Son corps se mit à évoluer à une vitesse féerique tandis qu’il enchaînait les figures martiales. Il était léger, si léger qu’il marquait à peine le tapis de neige de ses pas ou de ses bonds.

L’Ange se sentait mieux, bien mieux. Plus mortel que jamais. Il continua à effectuer ses habituels katas, l’esprit détaché.

Le zen était une ivresse à vocation guerrière, le Hyoshi’Nin était plus délicat à définir.
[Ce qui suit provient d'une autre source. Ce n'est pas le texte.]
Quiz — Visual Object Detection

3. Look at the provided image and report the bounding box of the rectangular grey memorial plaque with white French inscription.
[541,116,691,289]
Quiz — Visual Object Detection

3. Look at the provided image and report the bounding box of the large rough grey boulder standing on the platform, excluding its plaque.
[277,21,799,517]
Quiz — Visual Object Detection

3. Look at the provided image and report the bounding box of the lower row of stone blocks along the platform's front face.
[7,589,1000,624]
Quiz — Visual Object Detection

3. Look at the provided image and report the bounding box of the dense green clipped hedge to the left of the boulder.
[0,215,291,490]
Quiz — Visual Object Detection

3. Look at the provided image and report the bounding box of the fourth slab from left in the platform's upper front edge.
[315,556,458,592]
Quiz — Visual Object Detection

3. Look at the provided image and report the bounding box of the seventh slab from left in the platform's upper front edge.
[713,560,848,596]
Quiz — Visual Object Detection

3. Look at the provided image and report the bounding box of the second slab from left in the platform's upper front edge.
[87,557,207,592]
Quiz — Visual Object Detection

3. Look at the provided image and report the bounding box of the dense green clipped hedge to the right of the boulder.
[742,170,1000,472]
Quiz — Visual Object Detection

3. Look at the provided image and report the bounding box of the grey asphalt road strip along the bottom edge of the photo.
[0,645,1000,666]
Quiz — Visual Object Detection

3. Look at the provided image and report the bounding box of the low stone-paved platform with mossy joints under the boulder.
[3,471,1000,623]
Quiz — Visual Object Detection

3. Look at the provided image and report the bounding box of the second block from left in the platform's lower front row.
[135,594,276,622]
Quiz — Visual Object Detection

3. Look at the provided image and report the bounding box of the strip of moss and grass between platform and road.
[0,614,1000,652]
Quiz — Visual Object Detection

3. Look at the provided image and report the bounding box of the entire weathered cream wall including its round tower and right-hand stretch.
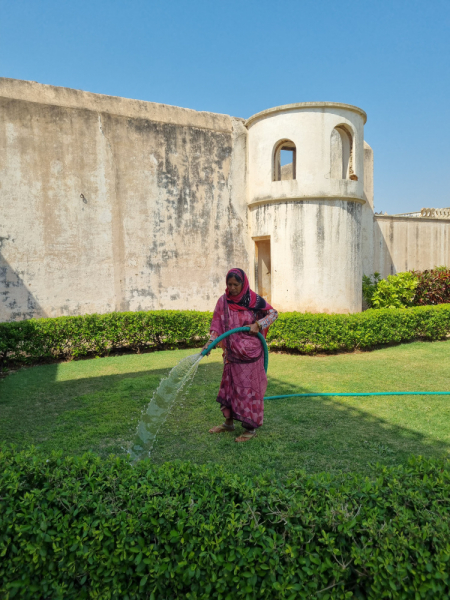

Il se demanda si les deux forces pouvaient s’intégrer l’une à l’autre ou si elles étaient trop différentes pour s’allier. Lorsqu’il en aurait le temps, il faudrait qu’il étudie la question avec Yvain, son ancien instructeur, le Maître d’Armes de la Forteresse.

Il avait au moins défini une chose : le Hyoshi’Nin était un état et non un instrument ; c’était la vie dans son principe même. Le ressenti pur se révélait une manière d’être, d’appréhender le ici et maintenant dans toute sa nudité. Le zen était une circonvolution, le Hyoshi’Nin une ligne droite Une arme, également, toute aussi parfaite que sa Belle de Mort.

La dague sombre dormait toujours. Il n’avait aucune envie de l’éveiller, elle ne répondrait sûrement pas, de toute manière.

Il poursuivit ses entrechats implacables.

Je suis l’Ombre, libre de danser, libre de tuer.

Il se retourna, soudain alerté.

Estrée se tenait adossée dans l’encadrement de la porte, le visage encore ensommeillé, emmitouflée dans son peignoir blanc.

— On t’a déjà dit que tu étais magnifique lorsque tu t’entraînais ?

— Merci. Mais peu importe.

— Je constate que tu vas bien mieux que tout à l’heure. Finiras-tu par me raconter comment tu as survécu à Valkyr ?

Il lui devait bien cela. Il prit une douche pendant qu’elle préparait un thé d’écorces noires.

Une fois installés dans le séjour, en face de la cheminée, elle lui servit une tasse dans laquelle elle rajouta du miel de fleurs d’été. Il lui fit un récit circonstancié de ses aventures  – excepté au sujet de la dague sombre, du dieu des Sang-Pitié, de Maurice et du Hyoshi’Nin.

Au terme de cette narration, elle le considéra sans cacher son admiration :

— J’aurai voulu être là pour te voir affronter Troghöl ! Si tu savais comme j’adore me battre à tes côtés.